The Adventures of Netman

Tuesday, October 25, 2011

(Mis)Adventures in Networking

EDIT: Whoops! I never published this blog post.

Wow, it's been a while since my last post. Anyway, if you were looking for an example of Murphy's law, I've got one for you.

We had 2 simple goals: upgrade our internet service and bring up our new WAN connections. This adventure starts on Tuesday, April 19, 2011.

Background:

In the city where I work, we are really locked into our choice of providers. Because of the city's infrastructure, we have 2 options: the incumbent telecom provider and the local cable company who has no interest in providing service to us.

This install is an upgrade to our existing service and also a relocation to another building. It was originally supposed to take place last November. As we were ramping up for the install, we discovered that my former boss didn't place the order. (This after I received a couple of phone calls asking why we were requesting service at 2 sites during the summer.) After a couple of angry phone calls to the telco rep, the order was placed. We were given an install date in early February. A week before the date arrived I sent my weekly pester the project manager email and was told that they were having "unforseen issues and would be unable to meet the date." (According to the rep, they ran out of capacity) The date they gave me was in June. Called the rep, explained to him how this was unacceptable and that I was going to recommend that we take action to terminate our existing contracts. He was then able to get us a March date. As we got close to the March date, we were told that date was only for our end of the connection and it would take a few weeks more to get the other end installed. Finally in late March, we were told that everything was in place and we looked at the calendar to find a suitable date that wouldn't cause too much disruption. We decided on spring break week since the majority of our employees were off anyway.

Tuesday Afternoon:
I met with an engineers from my ISP and my integrator to go over the connections and site prep prior to the installation.

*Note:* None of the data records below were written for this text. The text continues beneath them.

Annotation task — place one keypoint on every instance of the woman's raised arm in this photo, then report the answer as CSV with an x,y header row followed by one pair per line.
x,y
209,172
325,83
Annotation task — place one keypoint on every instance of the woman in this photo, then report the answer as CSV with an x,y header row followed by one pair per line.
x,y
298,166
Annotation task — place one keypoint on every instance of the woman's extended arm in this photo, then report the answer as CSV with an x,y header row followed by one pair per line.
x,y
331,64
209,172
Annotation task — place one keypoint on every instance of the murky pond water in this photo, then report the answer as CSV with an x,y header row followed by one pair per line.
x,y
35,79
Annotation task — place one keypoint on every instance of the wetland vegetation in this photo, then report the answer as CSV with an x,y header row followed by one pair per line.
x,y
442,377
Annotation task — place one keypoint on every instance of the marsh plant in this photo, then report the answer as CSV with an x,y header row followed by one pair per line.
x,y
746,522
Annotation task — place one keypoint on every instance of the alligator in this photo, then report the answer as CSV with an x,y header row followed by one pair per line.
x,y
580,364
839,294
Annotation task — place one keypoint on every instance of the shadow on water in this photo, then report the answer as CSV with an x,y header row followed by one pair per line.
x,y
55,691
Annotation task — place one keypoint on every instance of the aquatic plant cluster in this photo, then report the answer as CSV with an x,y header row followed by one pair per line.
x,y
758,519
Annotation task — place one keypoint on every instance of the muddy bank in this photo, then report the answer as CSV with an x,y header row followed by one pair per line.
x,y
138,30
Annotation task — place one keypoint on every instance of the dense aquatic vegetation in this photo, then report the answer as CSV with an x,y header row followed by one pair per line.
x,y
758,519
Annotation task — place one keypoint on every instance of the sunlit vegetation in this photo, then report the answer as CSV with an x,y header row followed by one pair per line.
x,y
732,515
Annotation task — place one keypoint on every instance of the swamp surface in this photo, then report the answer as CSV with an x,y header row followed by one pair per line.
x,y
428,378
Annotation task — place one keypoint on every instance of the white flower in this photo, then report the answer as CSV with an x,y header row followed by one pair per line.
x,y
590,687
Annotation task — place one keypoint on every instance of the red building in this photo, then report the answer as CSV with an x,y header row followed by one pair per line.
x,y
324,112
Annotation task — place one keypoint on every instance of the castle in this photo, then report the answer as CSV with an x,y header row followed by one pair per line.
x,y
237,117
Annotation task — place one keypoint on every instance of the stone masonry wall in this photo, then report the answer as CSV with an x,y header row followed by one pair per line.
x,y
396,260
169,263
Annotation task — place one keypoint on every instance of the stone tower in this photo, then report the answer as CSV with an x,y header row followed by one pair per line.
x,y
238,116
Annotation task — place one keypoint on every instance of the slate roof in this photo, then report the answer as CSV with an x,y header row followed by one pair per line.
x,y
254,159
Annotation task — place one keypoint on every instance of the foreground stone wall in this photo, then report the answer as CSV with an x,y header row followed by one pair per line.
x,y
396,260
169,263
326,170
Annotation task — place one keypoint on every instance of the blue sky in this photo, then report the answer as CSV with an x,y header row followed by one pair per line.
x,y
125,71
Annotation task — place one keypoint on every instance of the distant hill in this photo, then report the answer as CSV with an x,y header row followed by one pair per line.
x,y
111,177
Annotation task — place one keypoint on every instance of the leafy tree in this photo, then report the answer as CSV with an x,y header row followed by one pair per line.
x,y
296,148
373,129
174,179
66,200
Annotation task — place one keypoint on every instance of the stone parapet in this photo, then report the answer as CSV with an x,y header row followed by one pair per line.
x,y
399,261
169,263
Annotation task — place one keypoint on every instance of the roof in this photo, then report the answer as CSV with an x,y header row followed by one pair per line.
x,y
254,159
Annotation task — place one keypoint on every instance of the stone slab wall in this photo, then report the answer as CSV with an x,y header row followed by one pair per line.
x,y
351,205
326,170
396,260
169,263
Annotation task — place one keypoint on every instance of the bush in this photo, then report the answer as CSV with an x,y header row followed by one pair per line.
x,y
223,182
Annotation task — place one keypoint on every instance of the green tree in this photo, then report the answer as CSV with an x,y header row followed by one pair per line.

He checked the configuration on the router as it was shipped and made some changes/corrections. He made a call to try to bring up the connection, even though it wouldn't be routing any traffic at that point - just to make sure everything was good on the telco end. After spending some time on hold and talking to several people, he was told that our appointment wasn't until 9:00 the next morning and there was nothing that could be done until then. I found this rather entertaining since he works for the same company. While he was doing this the integrator and I busied ourselves with racking switches, connecting cables, checking connections, etc. A couple of hours later we went over our game plan for installation and left for the day.

Wednesday Morning:
We met at the appointed time and set out to make magic!! Our enthusiasm was soon dashed when we couldn't get a link to the demark. We did the usual switch the polarity of the cables, trying new/different cables, trying different SFP modules, nothing was working. At some point during we noticed that we didn't have a link light on the WAN router either - but the connection was up and passing traffic. The ISP engineer continued to work with the telco side to try to troubleshoot the issue.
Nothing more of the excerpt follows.